Working with bits in file headers

[VanBurg]

Hallo!

I have to do the following tasks:

1) I need to read first 4 bytes from file
2) Get all 32 bits for editing
3) Change some bits and save its back to file

For now i have to understand how to do only this:

FileStream fs = File.OpenRead (fileName);
fs.Read (this.HeaderBytes, 0, 4);
this.HeaderBits = new BitArray (this.HeaderBytes);

But bitarray will have (absolutely right) indexes, but i cannot do the following:

this.HeaderBits[8] = true;

'couse it will not change a byte at position 8 from left
XXXX XXXX [X]XXX XXXX
it will change
XXXX XXXX XXXX XXX[X]

Please give me easy and elegant way to manage bits< for example it may work like this:

Header.SetBit (byte pos, bool value);
Header.Save ();

Many thanks!

 

[Jon Skeet [C# MVP]]

I have to do the following tasks:

1) I need to read first 4 bytes from file
2) Get all 32 bits for editing
3) Change some bits and save its back to file

For now i have to understand how to do only this:

FileStream fs = File.OpenRead (fileName);
fs.Read (this.HeaderBytes, 0, 4);

You should check that the returned value here is 4.

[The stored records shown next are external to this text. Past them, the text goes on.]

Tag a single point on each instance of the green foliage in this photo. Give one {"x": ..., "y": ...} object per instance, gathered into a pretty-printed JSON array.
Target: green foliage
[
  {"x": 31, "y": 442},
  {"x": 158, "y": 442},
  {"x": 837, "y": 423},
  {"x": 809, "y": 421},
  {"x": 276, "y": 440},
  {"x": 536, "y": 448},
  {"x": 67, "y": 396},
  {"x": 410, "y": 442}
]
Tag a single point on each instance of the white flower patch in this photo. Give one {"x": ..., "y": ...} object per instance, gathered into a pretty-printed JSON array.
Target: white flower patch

this.HeaderBits = new BitArray (this.HeaderBytes);

There's no need to use a BitArray - just use normal bit arithmetic. For
instance, to set bit 8 (counting from the right):

HeaderBytes[3] |= 1;

To set bit 9, use

HeaderBytes[3] |= 2;

etc.

 

[Soeren S. Joergensen]

Hi,

Depending on the complexity of your operations you could use bit-shifting
and bit-assigment operator

Say you got an uint : 11111111 00000000 11111111 00000000 = 4278255360 and
want to flip bit 3 (right to left) in all four bytes your could:

uint myuint = 4278255360;
byte[] bs = new bs[4];

bs[0] = (byte)((myuint & 0xFF000000) >> 24); // Copy first 8 bits down
bs[1] = (byte)((myuint & 0x00FF0000) >> 16); // Copy second 8 bits down
bs[2] = (byte)((myuint & 0x0000FF00) >> 8); // Copy third 8 bits down
bs[3] = (byte)(myuint & 0x000000FF);

for(int i = 0; i < bs.Length; i++)
{
bs ^= 0x04; // Change third bit
}

myuint = (bs[0] << 24) + (bs[1] << 16) + (bs[2] << 8) + bs[3]; // Put myuint
back together

myuint = 4211407620 = 11111011 00000100 11111011 00000100

Above code is written out of the head to keyboard (no testing has been made)

Kr.
Soren